Maar zelfs tussen de gesubsidieerde scholen zijn de verschillen groot, omdat de scholen afhankelijk zijn van donaties van ouders voor het bekostigen van onderwijsaangelegenheden, zo wordt ook nog aangegeven. De schoolbesturen die de petitie tekenen zijn het Rooms Katholiek Centraal Schoolbestuur (RKCS), de Vereniging Protestants Christelijk Onderwijs (VPCO), Stichting Christelijk Onderwijs New Song (SCONS), Stichting Onderwijs der Zevende Dags Adventisten (SOZDA), Fundashon Skol Humanista na Papiamentu (FSHP), Stichting Christelijk Onderwijs der Evangelische Broedergemeente (SCOEBG) en het Instituto pa Formashon den Enfermeria (IFE).
Opvallend is dat Dienst Openbare Scholen (DOS) niet van de partij is. DOS valt direct onder het ministerie van Onderwijs, Wetenschap, Cultuur en Sport (OWCS) en dus de minister van OWCS, Sithree ‘Cey’ van Heydoorn (MFK).

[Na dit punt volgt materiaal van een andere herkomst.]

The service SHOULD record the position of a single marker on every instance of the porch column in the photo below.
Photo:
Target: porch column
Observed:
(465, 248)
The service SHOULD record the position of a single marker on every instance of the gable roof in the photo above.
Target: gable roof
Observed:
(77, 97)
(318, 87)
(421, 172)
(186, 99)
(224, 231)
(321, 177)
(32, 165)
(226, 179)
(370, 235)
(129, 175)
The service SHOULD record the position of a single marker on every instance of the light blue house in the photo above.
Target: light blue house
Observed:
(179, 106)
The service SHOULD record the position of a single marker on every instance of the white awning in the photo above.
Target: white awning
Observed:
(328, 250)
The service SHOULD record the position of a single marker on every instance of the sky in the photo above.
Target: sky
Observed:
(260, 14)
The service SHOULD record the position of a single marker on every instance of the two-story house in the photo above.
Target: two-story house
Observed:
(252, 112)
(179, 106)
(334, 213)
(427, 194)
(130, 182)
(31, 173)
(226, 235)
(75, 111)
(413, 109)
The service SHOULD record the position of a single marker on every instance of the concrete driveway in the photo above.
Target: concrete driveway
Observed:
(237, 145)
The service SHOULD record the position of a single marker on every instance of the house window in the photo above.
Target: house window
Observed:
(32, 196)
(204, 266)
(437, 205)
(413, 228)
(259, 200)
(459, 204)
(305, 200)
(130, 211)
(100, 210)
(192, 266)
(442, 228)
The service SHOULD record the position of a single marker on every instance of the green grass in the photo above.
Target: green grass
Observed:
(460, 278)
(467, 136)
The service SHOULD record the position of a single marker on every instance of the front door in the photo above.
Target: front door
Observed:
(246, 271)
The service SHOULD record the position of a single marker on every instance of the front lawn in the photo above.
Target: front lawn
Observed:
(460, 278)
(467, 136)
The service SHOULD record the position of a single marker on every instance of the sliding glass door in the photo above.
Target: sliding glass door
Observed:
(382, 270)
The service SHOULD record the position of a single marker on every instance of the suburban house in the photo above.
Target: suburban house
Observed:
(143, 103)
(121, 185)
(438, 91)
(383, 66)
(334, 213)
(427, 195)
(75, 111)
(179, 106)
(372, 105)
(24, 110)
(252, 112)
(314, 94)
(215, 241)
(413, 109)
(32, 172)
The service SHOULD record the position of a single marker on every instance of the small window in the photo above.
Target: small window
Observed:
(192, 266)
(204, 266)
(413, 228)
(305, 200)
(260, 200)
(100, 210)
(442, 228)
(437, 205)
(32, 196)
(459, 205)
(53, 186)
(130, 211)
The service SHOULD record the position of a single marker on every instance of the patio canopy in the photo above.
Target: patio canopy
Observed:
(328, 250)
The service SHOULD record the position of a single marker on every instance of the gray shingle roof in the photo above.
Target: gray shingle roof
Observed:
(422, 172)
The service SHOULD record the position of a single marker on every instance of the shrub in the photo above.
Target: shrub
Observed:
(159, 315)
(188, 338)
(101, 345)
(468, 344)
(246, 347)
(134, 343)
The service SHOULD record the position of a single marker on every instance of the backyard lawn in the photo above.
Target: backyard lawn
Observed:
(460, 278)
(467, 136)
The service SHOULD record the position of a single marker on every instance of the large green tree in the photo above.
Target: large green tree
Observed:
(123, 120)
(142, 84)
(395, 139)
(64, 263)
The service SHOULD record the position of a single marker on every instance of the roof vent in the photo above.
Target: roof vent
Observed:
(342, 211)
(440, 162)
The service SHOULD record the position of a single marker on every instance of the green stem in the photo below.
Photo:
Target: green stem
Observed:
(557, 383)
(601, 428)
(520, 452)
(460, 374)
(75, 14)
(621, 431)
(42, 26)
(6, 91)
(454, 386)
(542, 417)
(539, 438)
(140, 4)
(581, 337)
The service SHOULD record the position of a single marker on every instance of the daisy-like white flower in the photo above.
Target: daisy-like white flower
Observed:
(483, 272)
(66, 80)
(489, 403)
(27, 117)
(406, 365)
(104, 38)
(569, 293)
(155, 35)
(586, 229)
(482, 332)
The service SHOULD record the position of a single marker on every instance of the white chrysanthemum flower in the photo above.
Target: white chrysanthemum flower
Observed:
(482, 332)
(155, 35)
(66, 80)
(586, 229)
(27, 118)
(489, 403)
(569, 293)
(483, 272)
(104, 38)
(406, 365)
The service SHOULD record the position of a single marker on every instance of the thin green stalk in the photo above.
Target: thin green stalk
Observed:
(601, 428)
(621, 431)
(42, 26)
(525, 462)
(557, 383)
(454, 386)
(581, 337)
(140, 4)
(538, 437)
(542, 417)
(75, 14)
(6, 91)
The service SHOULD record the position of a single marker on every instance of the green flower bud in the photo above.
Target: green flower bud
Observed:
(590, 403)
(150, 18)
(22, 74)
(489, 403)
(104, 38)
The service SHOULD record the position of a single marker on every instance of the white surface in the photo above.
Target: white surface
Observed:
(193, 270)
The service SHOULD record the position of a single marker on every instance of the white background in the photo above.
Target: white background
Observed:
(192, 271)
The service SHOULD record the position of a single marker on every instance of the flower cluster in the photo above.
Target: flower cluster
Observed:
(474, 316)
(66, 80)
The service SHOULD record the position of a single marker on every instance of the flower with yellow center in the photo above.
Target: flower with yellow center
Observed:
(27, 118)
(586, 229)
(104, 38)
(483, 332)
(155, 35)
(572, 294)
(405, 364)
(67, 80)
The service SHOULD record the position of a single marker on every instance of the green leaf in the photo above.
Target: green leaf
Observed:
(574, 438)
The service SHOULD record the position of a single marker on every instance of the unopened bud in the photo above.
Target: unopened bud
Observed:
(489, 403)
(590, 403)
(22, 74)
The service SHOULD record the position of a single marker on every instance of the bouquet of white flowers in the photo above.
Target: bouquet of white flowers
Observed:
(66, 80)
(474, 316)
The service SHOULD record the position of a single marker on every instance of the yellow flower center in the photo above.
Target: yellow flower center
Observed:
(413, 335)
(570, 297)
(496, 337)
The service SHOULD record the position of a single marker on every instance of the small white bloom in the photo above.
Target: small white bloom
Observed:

Gevraagd om ‘objectief’ onderzoek
Tot driemaal toe wordt verzocht om ‘objectief’ onderzoek te doen. Gevraagd wordt om: (1) ,,Objectief in kaart te brengen (en follow-up te geven aan) wat er op korte, middellange en lange termijn daadwerkelijke nodig is om de kwaliteit van het onderwijs zodanig te verhogen dat er sprake is van een gelijkwaardige kwaliteit van onderwijs en als gevolg daarvan gelijke kansen binnen het Koninkrijk; (2) Objectief in kaart te brengen (en follow-up te geven aan) op welke wijze er samenwerking kan worden gerealiseerd binnen het Koninkrijk op verschillende niveaus om samen op te trekken in onderwijsontwikkelingen, om zodoende gelijkwaardige kwaliteit ook richting de toekomst te waarborgen; (3) Objectief in kaart te brengen (en follow-up te geven aan) welke investeringen er nodig zijn op korte termijn voor het dekken van de basisvoorwaarden en basiskosten voor zaken zoals water, energie, schoonmaak en leermiddelen. En het beschikbaar stellen van een Koninkrijk-fonds voor onderwijs, welke in deze behoefte kan voorzien.” Wat de schoolbesturen ook belangrijk vinden is om als gelijkwaardige gesprekspartners betrokken te worden.
Het benadrukken van de objectiviteit en de maten van betrokkenheid vloeit voort uit de mening van de schoolbesturen over de eerder uitgevoerde nulmeting door de Curaçaose en Nederlandse inspecties van onderwijs.